Task #3370

Updated by Alan Gray 10 months ago

h1. Umbrella task for follow-up improvements.

h2. Unification of code-paths across different types of step in do_force

* The GPU buffer ops/reduction kernel should grow a feature to do virial calculation based on the bonded and short-range nonbonded contribution to avoid having to fall back to CPU on virial steps. Additionally, if there are any bonded interactions calculated on the CPU, these forces need to be transferred separately for the virial reduction on virial steps.
* Allow uniformity across search and non-search steps (ATM at search the xyzq fmt is generated in search and copied while non-ns steps do the conversion which leads to complexity).

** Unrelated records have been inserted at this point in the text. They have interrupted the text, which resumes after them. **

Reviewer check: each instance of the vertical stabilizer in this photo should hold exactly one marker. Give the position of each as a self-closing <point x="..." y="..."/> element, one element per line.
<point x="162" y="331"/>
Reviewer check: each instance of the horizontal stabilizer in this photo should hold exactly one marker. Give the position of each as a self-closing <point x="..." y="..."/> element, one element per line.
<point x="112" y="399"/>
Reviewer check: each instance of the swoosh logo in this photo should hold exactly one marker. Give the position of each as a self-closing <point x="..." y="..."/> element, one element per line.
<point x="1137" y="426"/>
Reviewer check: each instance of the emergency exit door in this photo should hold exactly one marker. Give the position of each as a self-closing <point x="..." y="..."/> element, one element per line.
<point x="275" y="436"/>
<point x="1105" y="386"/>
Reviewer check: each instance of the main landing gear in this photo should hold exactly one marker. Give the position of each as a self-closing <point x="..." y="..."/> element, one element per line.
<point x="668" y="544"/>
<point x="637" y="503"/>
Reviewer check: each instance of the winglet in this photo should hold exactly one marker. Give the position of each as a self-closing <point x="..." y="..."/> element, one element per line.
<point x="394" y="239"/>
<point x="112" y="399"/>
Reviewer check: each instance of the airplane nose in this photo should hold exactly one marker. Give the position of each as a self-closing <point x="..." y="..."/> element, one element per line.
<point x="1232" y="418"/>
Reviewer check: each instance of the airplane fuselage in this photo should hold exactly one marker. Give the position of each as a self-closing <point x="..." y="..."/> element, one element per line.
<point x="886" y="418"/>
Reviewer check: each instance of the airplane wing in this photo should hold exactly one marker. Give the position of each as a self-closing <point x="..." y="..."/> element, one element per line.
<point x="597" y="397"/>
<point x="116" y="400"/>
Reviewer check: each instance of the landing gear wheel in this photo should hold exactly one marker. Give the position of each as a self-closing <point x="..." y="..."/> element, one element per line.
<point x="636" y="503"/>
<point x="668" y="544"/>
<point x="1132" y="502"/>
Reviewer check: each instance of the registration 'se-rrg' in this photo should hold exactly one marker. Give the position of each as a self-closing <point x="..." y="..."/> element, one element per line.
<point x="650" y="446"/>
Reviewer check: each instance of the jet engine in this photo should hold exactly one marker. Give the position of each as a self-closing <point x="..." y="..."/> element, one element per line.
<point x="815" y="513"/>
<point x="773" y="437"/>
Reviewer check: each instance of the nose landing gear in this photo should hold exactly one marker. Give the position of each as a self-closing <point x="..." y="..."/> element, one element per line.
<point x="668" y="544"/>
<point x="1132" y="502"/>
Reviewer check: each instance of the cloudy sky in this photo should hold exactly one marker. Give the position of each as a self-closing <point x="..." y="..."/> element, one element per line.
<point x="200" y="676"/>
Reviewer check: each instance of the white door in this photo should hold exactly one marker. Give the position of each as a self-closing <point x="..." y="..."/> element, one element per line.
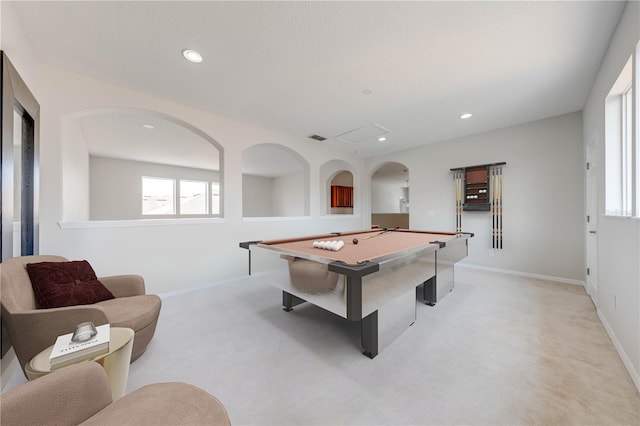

h2. Improve synchronization

* Implement better receiver ready / notify in halo exchange: Current notification mechanisms render the one-sided communication synchronous two-sided. Alternatives should be considered.
* Separate PME x receive sync: the data dependency sychronization should be implemented on the consumer task's end which is PME spread in the case of PME. PME-only ranks have the receive enqueue wait as soon as MPI returns. Consider assembling a list of events and passed to spread instead. Consider whether having to receive from multiple PP ranks actually makes is more beneficial to overlap some receive with event wait enqueue.

<Tasks to be added here>